All quotes from Alan Watts’

Psychedelics are very frequently successful in giving the individual a vivid sensation of the mutual interdependence of his own behavior and the behavior of his environment, so that the two seem to become one—the behavior of a unified field.

Tthe individual is not a skin-encapsulated ego but an organism-environment field. The organism itself is a point at which the field is “focused,” so that each individual is a unique expression of the behavior of the whole field, which is ultimately the universe itself.

The way the individual is described in these sciences is not as a freely moving entity within an environment, but as a process of behavior which is the environment also.

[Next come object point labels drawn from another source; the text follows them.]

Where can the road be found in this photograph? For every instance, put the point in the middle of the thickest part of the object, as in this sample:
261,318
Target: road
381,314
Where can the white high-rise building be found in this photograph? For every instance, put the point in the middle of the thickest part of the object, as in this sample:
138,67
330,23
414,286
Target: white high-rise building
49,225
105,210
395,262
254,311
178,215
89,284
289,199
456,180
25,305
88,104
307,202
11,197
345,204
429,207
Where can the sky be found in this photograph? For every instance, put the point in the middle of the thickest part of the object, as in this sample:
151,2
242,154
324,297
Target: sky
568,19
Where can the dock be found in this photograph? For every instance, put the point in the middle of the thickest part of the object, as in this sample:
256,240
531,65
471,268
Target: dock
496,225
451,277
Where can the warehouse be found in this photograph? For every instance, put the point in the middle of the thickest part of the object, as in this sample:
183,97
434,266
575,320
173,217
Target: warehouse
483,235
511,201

Suppose, then, it becomes possible for us to have a new sense of the individual, that we all become conscious of ourselves as organism-environment fields, vividly aware of the fact that when we move, it is not simply my self moving inside my skin, exercising energy upon my limbs, but also that in some marvelous way the physical continuum in which I move is also moving me. The very fact that I am here in this room at all is because you are here. It was a common concurrence, a whole concatenation of circumstances which go together, each reciprocally related to all. Would such an awareness be significant? Would it add to our knowledge? Would it change anything, make any difference? Seriously, I think it would; because it makes an enormous difference whether what had seemed to be partial and disintegrated fits into a larger integrated pattern.